On quasinormal modes in 4D black hole solutions in the model with anisotropic fluid

TL;DR

This paper investigates quasinormal modes of a family of 4D black hole solutions influenced by anisotropic fluid, revealing their properties, global structure, and how they conform to the Hod conjecture across different parameters.

Contribution

It introduces a new family of black hole solutions with anisotropic fluid and analyzes their quasinormal modes, global structure, and thermodynamic properties, extending known results to a broader class.

Findings

Quasinormal modes match Schwarzschild results as q approaches infinity.

Hod conjecture holds for all q ≥ 2 and allowed parameters.

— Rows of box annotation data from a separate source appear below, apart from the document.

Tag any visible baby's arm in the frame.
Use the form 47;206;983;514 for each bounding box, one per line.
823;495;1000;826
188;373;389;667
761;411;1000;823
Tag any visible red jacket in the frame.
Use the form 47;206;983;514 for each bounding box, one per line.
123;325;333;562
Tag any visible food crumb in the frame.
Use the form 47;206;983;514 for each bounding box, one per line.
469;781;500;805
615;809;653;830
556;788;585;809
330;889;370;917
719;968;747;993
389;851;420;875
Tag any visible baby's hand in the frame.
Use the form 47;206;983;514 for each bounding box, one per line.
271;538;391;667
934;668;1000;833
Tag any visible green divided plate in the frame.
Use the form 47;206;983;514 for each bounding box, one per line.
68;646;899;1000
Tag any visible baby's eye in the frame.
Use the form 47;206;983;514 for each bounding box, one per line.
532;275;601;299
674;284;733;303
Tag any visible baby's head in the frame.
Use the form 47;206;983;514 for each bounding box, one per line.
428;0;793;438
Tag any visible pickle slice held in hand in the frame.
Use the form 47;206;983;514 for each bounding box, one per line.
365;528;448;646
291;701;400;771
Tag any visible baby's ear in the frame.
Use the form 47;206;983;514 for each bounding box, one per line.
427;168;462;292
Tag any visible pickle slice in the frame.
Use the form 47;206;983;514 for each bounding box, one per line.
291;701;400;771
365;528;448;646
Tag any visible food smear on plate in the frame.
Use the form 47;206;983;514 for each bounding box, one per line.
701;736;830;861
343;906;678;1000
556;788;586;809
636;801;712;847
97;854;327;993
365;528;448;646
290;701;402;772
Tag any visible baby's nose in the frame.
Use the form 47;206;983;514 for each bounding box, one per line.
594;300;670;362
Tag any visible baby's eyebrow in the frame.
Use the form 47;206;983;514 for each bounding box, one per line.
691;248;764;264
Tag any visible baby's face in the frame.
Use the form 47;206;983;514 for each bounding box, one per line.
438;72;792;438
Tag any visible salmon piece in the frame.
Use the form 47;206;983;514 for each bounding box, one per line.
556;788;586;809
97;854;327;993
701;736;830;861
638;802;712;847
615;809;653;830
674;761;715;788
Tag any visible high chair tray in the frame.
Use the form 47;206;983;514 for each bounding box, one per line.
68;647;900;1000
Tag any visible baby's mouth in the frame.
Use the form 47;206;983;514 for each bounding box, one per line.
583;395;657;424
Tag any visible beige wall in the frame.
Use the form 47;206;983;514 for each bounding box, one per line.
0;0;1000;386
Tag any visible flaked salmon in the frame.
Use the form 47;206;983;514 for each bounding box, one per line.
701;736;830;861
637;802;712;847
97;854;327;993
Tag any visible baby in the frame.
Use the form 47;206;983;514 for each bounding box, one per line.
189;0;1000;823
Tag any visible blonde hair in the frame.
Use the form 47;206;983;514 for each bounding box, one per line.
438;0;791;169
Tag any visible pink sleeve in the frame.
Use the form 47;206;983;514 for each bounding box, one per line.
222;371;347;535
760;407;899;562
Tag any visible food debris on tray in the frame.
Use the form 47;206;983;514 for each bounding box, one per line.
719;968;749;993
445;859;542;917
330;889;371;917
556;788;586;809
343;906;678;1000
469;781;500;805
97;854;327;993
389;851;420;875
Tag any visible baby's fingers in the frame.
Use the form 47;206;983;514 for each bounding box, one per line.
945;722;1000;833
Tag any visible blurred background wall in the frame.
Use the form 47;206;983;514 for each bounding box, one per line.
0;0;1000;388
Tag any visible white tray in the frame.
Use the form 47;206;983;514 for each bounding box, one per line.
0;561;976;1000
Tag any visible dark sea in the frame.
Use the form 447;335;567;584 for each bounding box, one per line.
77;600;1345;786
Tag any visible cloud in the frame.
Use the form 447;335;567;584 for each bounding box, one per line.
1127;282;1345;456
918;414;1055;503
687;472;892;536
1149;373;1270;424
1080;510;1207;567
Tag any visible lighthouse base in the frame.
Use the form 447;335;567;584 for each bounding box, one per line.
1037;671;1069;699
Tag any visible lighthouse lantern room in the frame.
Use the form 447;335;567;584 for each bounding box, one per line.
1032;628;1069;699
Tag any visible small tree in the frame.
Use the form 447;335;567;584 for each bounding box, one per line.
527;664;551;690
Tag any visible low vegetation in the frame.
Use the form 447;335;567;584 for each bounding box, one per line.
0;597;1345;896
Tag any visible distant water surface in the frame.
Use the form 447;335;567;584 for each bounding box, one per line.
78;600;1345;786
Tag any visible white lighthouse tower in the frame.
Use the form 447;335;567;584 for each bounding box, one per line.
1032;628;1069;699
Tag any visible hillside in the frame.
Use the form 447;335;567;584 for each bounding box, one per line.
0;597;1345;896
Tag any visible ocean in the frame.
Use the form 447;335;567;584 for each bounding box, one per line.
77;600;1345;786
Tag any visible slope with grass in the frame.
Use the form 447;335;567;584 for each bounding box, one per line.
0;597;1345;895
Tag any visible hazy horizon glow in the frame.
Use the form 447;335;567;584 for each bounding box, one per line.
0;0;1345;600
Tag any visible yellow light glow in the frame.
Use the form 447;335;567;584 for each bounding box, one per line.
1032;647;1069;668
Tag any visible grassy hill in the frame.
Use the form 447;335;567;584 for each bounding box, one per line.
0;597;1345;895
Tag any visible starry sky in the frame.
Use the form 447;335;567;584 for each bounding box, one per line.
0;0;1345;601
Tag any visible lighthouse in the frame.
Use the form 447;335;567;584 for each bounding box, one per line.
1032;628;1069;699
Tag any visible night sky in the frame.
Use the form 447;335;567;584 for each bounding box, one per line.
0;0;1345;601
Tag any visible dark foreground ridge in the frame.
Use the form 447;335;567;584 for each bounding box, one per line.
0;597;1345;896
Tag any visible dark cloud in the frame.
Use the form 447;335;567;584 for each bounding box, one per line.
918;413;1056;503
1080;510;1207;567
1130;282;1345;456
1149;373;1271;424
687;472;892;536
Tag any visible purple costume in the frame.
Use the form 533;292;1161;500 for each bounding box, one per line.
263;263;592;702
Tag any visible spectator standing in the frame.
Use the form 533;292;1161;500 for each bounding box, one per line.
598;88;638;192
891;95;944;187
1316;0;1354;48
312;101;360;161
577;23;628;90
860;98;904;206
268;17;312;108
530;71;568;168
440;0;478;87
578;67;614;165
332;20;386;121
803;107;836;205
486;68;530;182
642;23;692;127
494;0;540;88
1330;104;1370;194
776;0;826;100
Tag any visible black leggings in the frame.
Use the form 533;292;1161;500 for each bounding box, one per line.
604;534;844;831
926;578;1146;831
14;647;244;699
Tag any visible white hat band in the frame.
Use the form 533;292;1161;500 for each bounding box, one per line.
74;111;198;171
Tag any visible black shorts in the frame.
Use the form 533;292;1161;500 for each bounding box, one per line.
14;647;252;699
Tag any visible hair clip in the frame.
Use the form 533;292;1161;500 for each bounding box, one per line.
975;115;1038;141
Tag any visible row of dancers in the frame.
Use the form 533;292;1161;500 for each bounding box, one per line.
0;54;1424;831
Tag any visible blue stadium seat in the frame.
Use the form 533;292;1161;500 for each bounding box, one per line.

Global structure varies with q, resembling Reissner-Nordström or Schwarzschild types.

Abstract

We consider a family of 4-dimensional black hole solutions from Dehnen et al. ( Grav. Cosmol. 9:153, arXiv: gr-qc/0211049, 2003) governed by natural number $q= 1, 2, 3 , \dots$, which appear in the model with anisotropic fluid and the equations of state: $p_r = -\rho (2q-1)^{-1}$, $p_t = - p_r$, where $p_r$ and $p_t$ are pressures in radial and transverse directions, respectively, and $\rho > 0$ is the density. These equations of state obey weak, strong and dominant energy conditions. For $q = 1$ the metric of the solution coincides with that of the Reissner-Nordstr\"om one. The global structure of solutions is outlined, giving rise to Carter-Penrose diagram of Reissner-Nordstr\"om or Schwarzschild types for odd $q = 2k + 1$ or even $q = 2k$, respectively. Certain physical parameters corresponding to BH solutions (gravitational mass, PPN parameters, Hawking temperature and entropy) are calculated. We obtain and analyse the quasinormal modes for a test massless scalar field in the eikonal approximation. For limiting case $q = + \infty$, they coincide with the well-known results for the Schwarzschild solution. We show that the Hod conjecture which connect the Hawking temperature and the damping rate is obeyed for all $q \geq 2$ and all (allowed) values of parameters.